Tu es un peu pâle, chéri, lui dit-elle au petit déjeuner. Tu as des poches sous les yeux. Est-ce que souffres d’insomnies...? Elle dégageait de la fraicheur et de la sensualité. Il ne répondit rien. Il la regardait croquer des toasts avec insouciance et fouiller un œuf à la coque avec une cuillère. C’était comme si elle fouillait dans son cerveau ! Il se leva, passa dans son dos et empoigna ses seins. Elle ricana à gorge déployée ; quelques miettes tombèrent dans son café.
Qu’est-ce que tu crois que tu es en train de faire, mon cher mari ? lui demanda-t-elle d’un ton moqueur.
Qui es-tu au juste ? susurra Pepo, le regard errant.

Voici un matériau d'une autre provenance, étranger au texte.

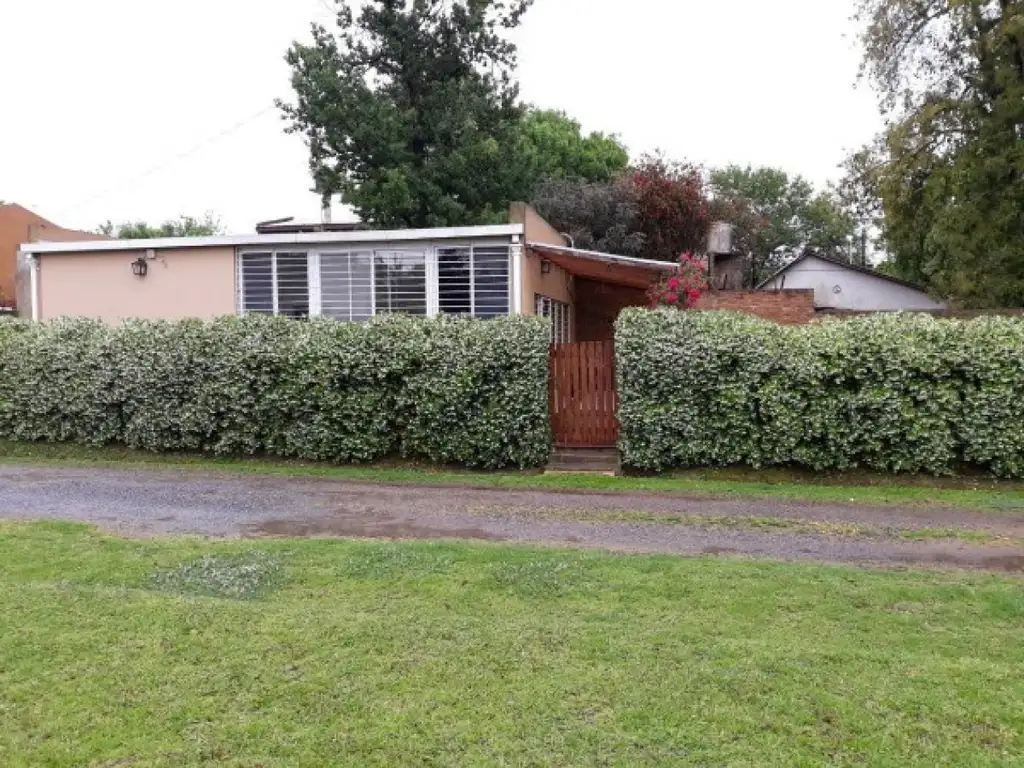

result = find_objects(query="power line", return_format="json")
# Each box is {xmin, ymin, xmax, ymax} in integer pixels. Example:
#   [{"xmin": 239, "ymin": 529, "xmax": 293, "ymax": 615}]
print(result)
[{"xmin": 57, "ymin": 104, "xmax": 276, "ymax": 216}]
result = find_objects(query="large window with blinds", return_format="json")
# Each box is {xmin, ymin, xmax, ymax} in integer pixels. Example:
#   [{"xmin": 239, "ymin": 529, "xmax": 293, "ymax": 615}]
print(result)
[
  {"xmin": 239, "ymin": 251, "xmax": 309, "ymax": 317},
  {"xmin": 239, "ymin": 245, "xmax": 512, "ymax": 323},
  {"xmin": 437, "ymin": 246, "xmax": 511, "ymax": 317}
]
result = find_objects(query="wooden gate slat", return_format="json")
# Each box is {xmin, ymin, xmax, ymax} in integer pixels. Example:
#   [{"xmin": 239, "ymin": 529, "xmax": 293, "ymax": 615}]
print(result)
[{"xmin": 548, "ymin": 341, "xmax": 618, "ymax": 447}]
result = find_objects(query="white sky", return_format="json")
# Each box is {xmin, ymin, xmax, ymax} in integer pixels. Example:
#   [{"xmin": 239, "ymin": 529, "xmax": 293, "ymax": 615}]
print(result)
[{"xmin": 0, "ymin": 0, "xmax": 881, "ymax": 231}]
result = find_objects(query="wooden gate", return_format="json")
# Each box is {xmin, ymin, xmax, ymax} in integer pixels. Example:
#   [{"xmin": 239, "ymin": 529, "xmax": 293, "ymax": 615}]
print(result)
[{"xmin": 551, "ymin": 341, "xmax": 618, "ymax": 447}]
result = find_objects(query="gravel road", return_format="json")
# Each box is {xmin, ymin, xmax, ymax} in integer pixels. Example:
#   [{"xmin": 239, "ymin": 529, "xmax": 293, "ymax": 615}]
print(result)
[{"xmin": 0, "ymin": 465, "xmax": 1024, "ymax": 571}]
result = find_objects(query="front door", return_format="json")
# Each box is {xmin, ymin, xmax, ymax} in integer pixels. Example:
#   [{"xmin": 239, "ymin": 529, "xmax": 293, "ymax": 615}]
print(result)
[{"xmin": 550, "ymin": 341, "xmax": 618, "ymax": 447}]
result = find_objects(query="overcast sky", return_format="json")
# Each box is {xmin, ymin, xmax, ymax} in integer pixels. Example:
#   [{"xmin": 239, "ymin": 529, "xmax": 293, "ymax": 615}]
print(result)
[{"xmin": 0, "ymin": 0, "xmax": 880, "ymax": 231}]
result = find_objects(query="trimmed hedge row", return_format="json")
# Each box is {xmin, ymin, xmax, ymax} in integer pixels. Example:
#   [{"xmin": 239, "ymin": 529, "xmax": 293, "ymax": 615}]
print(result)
[
  {"xmin": 0, "ymin": 316, "xmax": 550, "ymax": 468},
  {"xmin": 616, "ymin": 309, "xmax": 1024, "ymax": 477}
]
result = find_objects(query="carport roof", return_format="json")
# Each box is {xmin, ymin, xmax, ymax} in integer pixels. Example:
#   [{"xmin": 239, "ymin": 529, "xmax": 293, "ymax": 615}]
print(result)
[{"xmin": 526, "ymin": 243, "xmax": 676, "ymax": 288}]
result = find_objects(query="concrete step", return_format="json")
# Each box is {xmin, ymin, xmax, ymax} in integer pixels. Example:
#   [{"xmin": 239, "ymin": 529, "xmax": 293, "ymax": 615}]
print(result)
[{"xmin": 548, "ymin": 449, "xmax": 620, "ymax": 474}]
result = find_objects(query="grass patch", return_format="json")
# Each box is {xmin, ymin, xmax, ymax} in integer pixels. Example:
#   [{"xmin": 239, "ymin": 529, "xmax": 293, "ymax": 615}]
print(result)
[
  {"xmin": 150, "ymin": 550, "xmax": 281, "ymax": 600},
  {"xmin": 0, "ymin": 523, "xmax": 1024, "ymax": 768},
  {"xmin": 6, "ymin": 441, "xmax": 1024, "ymax": 515}
]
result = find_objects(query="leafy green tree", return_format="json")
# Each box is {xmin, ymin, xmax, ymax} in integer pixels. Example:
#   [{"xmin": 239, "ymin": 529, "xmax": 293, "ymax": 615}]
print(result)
[
  {"xmin": 531, "ymin": 155, "xmax": 709, "ymax": 261},
  {"xmin": 853, "ymin": 0, "xmax": 1024, "ymax": 307},
  {"xmin": 279, "ymin": 0, "xmax": 532, "ymax": 227},
  {"xmin": 711, "ymin": 165, "xmax": 856, "ymax": 285},
  {"xmin": 96, "ymin": 213, "xmax": 223, "ymax": 240},
  {"xmin": 530, "ymin": 176, "xmax": 645, "ymax": 257},
  {"xmin": 518, "ymin": 110, "xmax": 630, "ymax": 189}
]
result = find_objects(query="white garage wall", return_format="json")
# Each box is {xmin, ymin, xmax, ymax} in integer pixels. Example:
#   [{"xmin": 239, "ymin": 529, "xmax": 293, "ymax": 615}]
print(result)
[{"xmin": 761, "ymin": 256, "xmax": 946, "ymax": 311}]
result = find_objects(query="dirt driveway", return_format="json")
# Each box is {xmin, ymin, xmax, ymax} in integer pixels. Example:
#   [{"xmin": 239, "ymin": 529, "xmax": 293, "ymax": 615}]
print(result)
[{"xmin": 0, "ymin": 465, "xmax": 1024, "ymax": 571}]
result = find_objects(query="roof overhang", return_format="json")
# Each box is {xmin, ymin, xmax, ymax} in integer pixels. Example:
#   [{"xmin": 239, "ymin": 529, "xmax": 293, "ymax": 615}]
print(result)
[
  {"xmin": 18, "ymin": 224, "xmax": 525, "ymax": 254},
  {"xmin": 526, "ymin": 243, "xmax": 676, "ymax": 289}
]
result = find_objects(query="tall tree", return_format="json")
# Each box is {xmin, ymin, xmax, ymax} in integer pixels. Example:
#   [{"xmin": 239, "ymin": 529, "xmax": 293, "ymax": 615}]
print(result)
[
  {"xmin": 96, "ymin": 213, "xmax": 223, "ymax": 240},
  {"xmin": 517, "ymin": 110, "xmax": 630, "ymax": 190},
  {"xmin": 711, "ymin": 166, "xmax": 856, "ymax": 285},
  {"xmin": 854, "ymin": 0, "xmax": 1024, "ymax": 307},
  {"xmin": 280, "ymin": 0, "xmax": 532, "ymax": 227}
]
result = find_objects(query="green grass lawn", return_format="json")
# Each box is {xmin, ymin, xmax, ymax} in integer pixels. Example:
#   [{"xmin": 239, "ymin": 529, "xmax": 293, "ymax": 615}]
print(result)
[
  {"xmin": 6, "ymin": 441, "xmax": 1024, "ymax": 514},
  {"xmin": 0, "ymin": 523, "xmax": 1024, "ymax": 767}
]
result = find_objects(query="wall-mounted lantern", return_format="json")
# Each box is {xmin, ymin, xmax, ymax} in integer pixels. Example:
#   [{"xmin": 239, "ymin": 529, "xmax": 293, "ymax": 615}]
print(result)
[{"xmin": 131, "ymin": 256, "xmax": 150, "ymax": 278}]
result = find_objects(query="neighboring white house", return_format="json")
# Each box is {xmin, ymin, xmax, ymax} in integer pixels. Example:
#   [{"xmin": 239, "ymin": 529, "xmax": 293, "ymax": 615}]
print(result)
[{"xmin": 757, "ymin": 254, "xmax": 946, "ymax": 311}]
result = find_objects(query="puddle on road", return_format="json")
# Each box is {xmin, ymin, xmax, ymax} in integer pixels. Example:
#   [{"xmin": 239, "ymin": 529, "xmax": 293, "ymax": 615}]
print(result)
[
  {"xmin": 246, "ymin": 517, "xmax": 505, "ymax": 542},
  {"xmin": 921, "ymin": 552, "xmax": 1024, "ymax": 573}
]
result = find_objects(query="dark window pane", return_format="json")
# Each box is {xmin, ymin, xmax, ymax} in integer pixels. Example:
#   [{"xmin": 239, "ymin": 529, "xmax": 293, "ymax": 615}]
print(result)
[
  {"xmin": 242, "ymin": 253, "xmax": 273, "ymax": 314},
  {"xmin": 473, "ymin": 248, "xmax": 509, "ymax": 317},
  {"xmin": 321, "ymin": 252, "xmax": 374, "ymax": 323},
  {"xmin": 374, "ymin": 251, "xmax": 427, "ymax": 315},
  {"xmin": 437, "ymin": 248, "xmax": 473, "ymax": 314},
  {"xmin": 276, "ymin": 253, "xmax": 309, "ymax": 317}
]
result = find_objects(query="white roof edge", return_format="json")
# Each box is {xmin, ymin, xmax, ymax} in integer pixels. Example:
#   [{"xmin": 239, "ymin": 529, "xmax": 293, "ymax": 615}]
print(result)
[
  {"xmin": 18, "ymin": 224, "xmax": 525, "ymax": 254},
  {"xmin": 526, "ymin": 242, "xmax": 676, "ymax": 271}
]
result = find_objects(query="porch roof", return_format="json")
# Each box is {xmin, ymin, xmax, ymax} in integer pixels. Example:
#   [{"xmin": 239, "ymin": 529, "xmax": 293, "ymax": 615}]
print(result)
[{"xmin": 526, "ymin": 243, "xmax": 676, "ymax": 288}]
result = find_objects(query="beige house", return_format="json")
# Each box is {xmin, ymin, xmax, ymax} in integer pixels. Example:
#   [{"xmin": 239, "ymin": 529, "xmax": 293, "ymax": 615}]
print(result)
[
  {"xmin": 0, "ymin": 203, "xmax": 106, "ymax": 311},
  {"xmin": 18, "ymin": 204, "xmax": 673, "ymax": 342}
]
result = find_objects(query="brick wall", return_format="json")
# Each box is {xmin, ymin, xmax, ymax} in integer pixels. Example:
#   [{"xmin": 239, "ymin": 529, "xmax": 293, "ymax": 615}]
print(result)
[
  {"xmin": 694, "ymin": 290, "xmax": 817, "ymax": 326},
  {"xmin": 573, "ymin": 278, "xmax": 648, "ymax": 341}
]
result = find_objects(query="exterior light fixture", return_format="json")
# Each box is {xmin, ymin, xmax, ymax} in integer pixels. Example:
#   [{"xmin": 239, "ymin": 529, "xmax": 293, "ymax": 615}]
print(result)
[{"xmin": 131, "ymin": 256, "xmax": 150, "ymax": 278}]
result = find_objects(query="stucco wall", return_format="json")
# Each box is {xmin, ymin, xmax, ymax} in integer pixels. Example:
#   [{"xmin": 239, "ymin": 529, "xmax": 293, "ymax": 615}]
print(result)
[
  {"xmin": 509, "ymin": 203, "xmax": 574, "ymax": 317},
  {"xmin": 39, "ymin": 248, "xmax": 236, "ymax": 323},
  {"xmin": 0, "ymin": 203, "xmax": 108, "ymax": 311},
  {"xmin": 520, "ymin": 249, "xmax": 573, "ymax": 314},
  {"xmin": 761, "ymin": 257, "xmax": 945, "ymax": 311}
]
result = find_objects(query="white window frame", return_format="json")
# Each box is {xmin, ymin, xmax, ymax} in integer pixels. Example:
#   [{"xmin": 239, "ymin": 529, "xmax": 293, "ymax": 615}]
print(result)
[
  {"xmin": 234, "ymin": 242, "xmax": 522, "ymax": 317},
  {"xmin": 234, "ymin": 246, "xmax": 319, "ymax": 317}
]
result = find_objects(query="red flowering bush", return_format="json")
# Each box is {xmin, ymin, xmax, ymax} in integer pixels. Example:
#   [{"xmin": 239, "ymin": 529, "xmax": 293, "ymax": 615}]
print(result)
[{"xmin": 648, "ymin": 253, "xmax": 711, "ymax": 309}]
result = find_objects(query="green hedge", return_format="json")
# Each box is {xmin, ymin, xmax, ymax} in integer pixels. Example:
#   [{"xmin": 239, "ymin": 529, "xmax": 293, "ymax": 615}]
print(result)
[
  {"xmin": 615, "ymin": 309, "xmax": 1024, "ymax": 477},
  {"xmin": 0, "ymin": 316, "xmax": 550, "ymax": 468}
]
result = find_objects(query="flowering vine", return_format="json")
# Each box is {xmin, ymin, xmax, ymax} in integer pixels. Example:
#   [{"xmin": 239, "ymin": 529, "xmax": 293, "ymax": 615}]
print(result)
[{"xmin": 648, "ymin": 253, "xmax": 711, "ymax": 309}]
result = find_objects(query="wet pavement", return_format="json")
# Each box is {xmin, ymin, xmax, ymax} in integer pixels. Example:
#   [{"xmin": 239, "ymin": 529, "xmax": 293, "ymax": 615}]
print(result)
[{"xmin": 0, "ymin": 465, "xmax": 1024, "ymax": 571}]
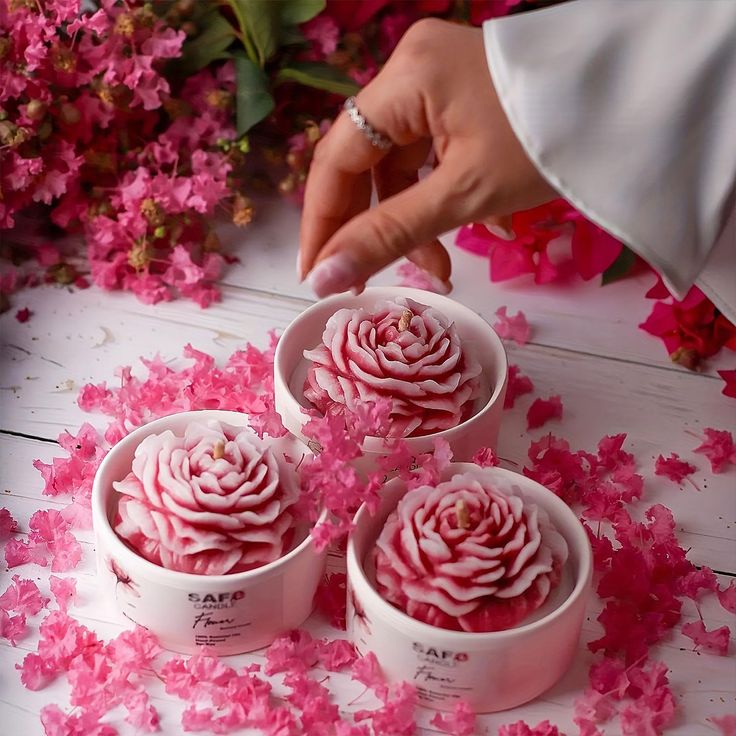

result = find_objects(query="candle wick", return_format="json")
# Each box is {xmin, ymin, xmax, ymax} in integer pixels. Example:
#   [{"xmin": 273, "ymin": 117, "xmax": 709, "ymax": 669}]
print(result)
[
  {"xmin": 455, "ymin": 498, "xmax": 470, "ymax": 529},
  {"xmin": 399, "ymin": 309, "xmax": 414, "ymax": 332}
]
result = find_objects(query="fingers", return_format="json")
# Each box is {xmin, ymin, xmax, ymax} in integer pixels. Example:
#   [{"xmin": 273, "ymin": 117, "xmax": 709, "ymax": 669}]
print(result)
[
  {"xmin": 308, "ymin": 166, "xmax": 462, "ymax": 297},
  {"xmin": 299, "ymin": 114, "xmax": 386, "ymax": 279},
  {"xmin": 373, "ymin": 139, "xmax": 452, "ymax": 291},
  {"xmin": 299, "ymin": 57, "xmax": 427, "ymax": 278}
]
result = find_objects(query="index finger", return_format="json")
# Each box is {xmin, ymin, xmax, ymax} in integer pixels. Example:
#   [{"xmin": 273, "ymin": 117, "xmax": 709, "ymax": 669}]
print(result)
[{"xmin": 299, "ymin": 112, "xmax": 387, "ymax": 278}]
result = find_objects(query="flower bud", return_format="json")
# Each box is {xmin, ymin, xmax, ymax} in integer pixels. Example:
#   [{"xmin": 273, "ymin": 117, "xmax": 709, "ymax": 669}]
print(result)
[
  {"xmin": 26, "ymin": 100, "xmax": 48, "ymax": 120},
  {"xmin": 278, "ymin": 175, "xmax": 295, "ymax": 194},
  {"xmin": 61, "ymin": 102, "xmax": 82, "ymax": 125}
]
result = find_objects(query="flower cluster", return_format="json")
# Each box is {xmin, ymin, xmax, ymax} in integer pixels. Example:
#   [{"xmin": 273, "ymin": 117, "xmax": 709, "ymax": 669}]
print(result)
[
  {"xmin": 0, "ymin": 0, "xmax": 251, "ymax": 306},
  {"xmin": 456, "ymin": 207, "xmax": 736, "ymax": 397}
]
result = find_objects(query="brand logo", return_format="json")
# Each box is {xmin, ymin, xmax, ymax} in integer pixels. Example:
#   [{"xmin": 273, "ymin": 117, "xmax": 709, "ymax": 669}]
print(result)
[
  {"xmin": 187, "ymin": 590, "xmax": 245, "ymax": 609},
  {"xmin": 412, "ymin": 641, "xmax": 468, "ymax": 667}
]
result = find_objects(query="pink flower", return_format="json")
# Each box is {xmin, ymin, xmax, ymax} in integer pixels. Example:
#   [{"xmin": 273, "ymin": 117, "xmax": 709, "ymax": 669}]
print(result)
[
  {"xmin": 654, "ymin": 452, "xmax": 697, "ymax": 483},
  {"xmin": 302, "ymin": 15, "xmax": 340, "ymax": 58},
  {"xmin": 682, "ymin": 621, "xmax": 731, "ymax": 657},
  {"xmin": 304, "ymin": 299, "xmax": 481, "ymax": 437},
  {"xmin": 693, "ymin": 427, "xmax": 736, "ymax": 474},
  {"xmin": 0, "ymin": 575, "xmax": 49, "ymax": 616},
  {"xmin": 114, "ymin": 422, "xmax": 297, "ymax": 575},
  {"xmin": 375, "ymin": 472, "xmax": 567, "ymax": 631},
  {"xmin": 0, "ymin": 507, "xmax": 18, "ymax": 541},
  {"xmin": 396, "ymin": 261, "xmax": 447, "ymax": 294}
]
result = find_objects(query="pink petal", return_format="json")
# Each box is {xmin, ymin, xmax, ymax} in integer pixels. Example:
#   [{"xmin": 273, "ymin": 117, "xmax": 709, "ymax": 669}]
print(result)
[{"xmin": 526, "ymin": 396, "xmax": 562, "ymax": 429}]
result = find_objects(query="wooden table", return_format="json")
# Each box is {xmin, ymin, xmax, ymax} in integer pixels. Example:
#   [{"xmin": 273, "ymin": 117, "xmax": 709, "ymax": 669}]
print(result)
[{"xmin": 0, "ymin": 202, "xmax": 736, "ymax": 736}]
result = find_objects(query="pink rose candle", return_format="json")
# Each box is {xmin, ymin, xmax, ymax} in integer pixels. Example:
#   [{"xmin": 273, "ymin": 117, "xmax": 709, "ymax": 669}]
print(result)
[
  {"xmin": 113, "ymin": 420, "xmax": 298, "ymax": 575},
  {"xmin": 374, "ymin": 473, "xmax": 568, "ymax": 632},
  {"xmin": 304, "ymin": 298, "xmax": 481, "ymax": 437}
]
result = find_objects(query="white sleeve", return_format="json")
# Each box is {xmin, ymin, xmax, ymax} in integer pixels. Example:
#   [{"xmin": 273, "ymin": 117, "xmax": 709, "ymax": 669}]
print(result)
[{"xmin": 483, "ymin": 0, "xmax": 736, "ymax": 320}]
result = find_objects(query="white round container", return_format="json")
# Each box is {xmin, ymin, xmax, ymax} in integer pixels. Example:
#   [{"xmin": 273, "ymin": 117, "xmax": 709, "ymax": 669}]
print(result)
[
  {"xmin": 347, "ymin": 463, "xmax": 593, "ymax": 713},
  {"xmin": 274, "ymin": 286, "xmax": 508, "ymax": 460},
  {"xmin": 92, "ymin": 410, "xmax": 326, "ymax": 654}
]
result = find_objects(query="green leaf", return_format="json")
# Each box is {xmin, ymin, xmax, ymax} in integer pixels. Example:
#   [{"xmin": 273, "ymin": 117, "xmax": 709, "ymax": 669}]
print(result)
[
  {"xmin": 177, "ymin": 11, "xmax": 235, "ymax": 74},
  {"xmin": 228, "ymin": 0, "xmax": 281, "ymax": 67},
  {"xmin": 235, "ymin": 56, "xmax": 274, "ymax": 136},
  {"xmin": 277, "ymin": 61, "xmax": 360, "ymax": 97},
  {"xmin": 601, "ymin": 246, "xmax": 636, "ymax": 286},
  {"xmin": 279, "ymin": 26, "xmax": 308, "ymax": 46},
  {"xmin": 278, "ymin": 0, "xmax": 326, "ymax": 25}
]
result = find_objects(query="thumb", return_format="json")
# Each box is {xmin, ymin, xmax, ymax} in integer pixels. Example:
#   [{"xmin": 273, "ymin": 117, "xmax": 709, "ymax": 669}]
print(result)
[{"xmin": 307, "ymin": 166, "xmax": 463, "ymax": 298}]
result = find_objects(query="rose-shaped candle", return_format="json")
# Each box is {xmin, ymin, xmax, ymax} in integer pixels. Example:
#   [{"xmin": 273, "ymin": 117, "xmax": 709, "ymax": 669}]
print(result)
[
  {"xmin": 113, "ymin": 421, "xmax": 297, "ymax": 575},
  {"xmin": 304, "ymin": 298, "xmax": 481, "ymax": 437},
  {"xmin": 374, "ymin": 473, "xmax": 567, "ymax": 632}
]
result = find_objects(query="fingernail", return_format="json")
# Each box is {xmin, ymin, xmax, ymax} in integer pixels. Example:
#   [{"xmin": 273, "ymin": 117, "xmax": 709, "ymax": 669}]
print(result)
[
  {"xmin": 436, "ymin": 279, "xmax": 452, "ymax": 296},
  {"xmin": 486, "ymin": 223, "xmax": 516, "ymax": 240},
  {"xmin": 307, "ymin": 253, "xmax": 359, "ymax": 299}
]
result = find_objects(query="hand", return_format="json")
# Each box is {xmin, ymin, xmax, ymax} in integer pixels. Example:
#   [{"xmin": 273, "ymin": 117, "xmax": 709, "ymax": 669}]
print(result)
[{"xmin": 297, "ymin": 19, "xmax": 557, "ymax": 297}]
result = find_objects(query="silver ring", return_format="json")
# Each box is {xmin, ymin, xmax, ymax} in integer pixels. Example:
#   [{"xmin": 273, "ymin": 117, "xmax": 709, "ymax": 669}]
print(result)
[{"xmin": 342, "ymin": 97, "xmax": 394, "ymax": 151}]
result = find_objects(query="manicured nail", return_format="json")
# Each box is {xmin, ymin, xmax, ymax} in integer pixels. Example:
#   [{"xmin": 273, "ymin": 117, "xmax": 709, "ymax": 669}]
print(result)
[{"xmin": 307, "ymin": 253, "xmax": 362, "ymax": 299}]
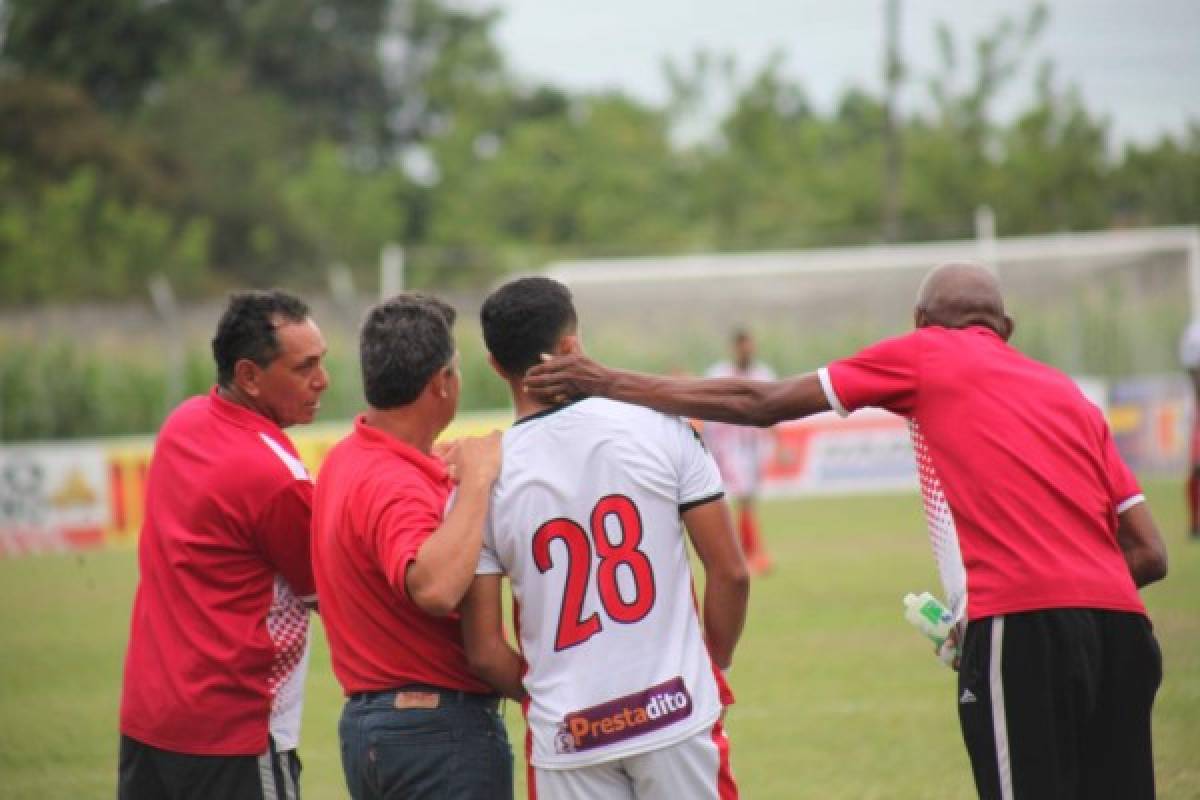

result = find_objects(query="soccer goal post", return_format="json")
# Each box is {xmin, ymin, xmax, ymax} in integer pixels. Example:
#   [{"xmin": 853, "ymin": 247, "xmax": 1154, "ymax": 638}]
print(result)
[{"xmin": 545, "ymin": 224, "xmax": 1200, "ymax": 377}]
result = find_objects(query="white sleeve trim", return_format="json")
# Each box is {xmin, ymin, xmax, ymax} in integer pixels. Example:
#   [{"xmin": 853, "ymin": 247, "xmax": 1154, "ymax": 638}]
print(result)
[
  {"xmin": 817, "ymin": 367, "xmax": 850, "ymax": 416},
  {"xmin": 1117, "ymin": 494, "xmax": 1146, "ymax": 515},
  {"xmin": 258, "ymin": 433, "xmax": 312, "ymax": 481}
]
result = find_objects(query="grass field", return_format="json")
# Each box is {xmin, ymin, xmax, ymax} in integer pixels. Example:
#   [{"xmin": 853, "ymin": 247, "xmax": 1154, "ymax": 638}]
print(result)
[{"xmin": 0, "ymin": 483, "xmax": 1200, "ymax": 800}]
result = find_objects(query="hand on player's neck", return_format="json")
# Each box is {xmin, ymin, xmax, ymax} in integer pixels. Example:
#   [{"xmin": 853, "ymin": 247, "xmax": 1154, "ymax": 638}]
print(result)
[
  {"xmin": 504, "ymin": 333, "xmax": 583, "ymax": 420},
  {"xmin": 509, "ymin": 375, "xmax": 551, "ymax": 420}
]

T’es taré ou quoi ?! Elle avait la chair de poule. Ses mains se déplacèrent plus haut et la saisirent par la gorge. Ses yeux à elle ressortirent comme ceux d’une grenouille qu’on venait d’écraser. Ses vertèbres émirent un craquement sourd et sa tête retomba sur un côté, inerte, de façon inepte. Des traces de doigts violacées apparurent sur son cou.
En effet, je suis un peu pâle, dit-t-il en grommelant, tout en examinant avec attention son reflet dans le miroir. Ensuite, il sortit promener son chien.
C’est chiant, la prison. Les jours se ressemblent tous : il ne te reste plus qu’à dormir... Pour la première fois depuis des années, Pepo rêvait de nouveau. Il rêvait de sa femme. Elle a l’air curieusement rajeuni, rafraichi et aminci, comme si la mort lui faisait l’effet d’un régime.
Je regrette, Pepo, fit-elle en lui riant au nez, avec sa fameuse bouche baveuse, mais je ne suis qu’une chienne en chaleur... Elle enlace deux gars costauds, torse nu, avant de se casser quelque part. Il se traîne derrière elle, en pleurnichant.
Ça passe pas, Pepo, lui dit-elle en lui jetant un regard en biais. Ce sont les règles du jeu.
Il la revoit en rêve tous les soirs. Lui, il renifle à côté : chiant, pitoyable, frustré. Mais les règles sont les règles.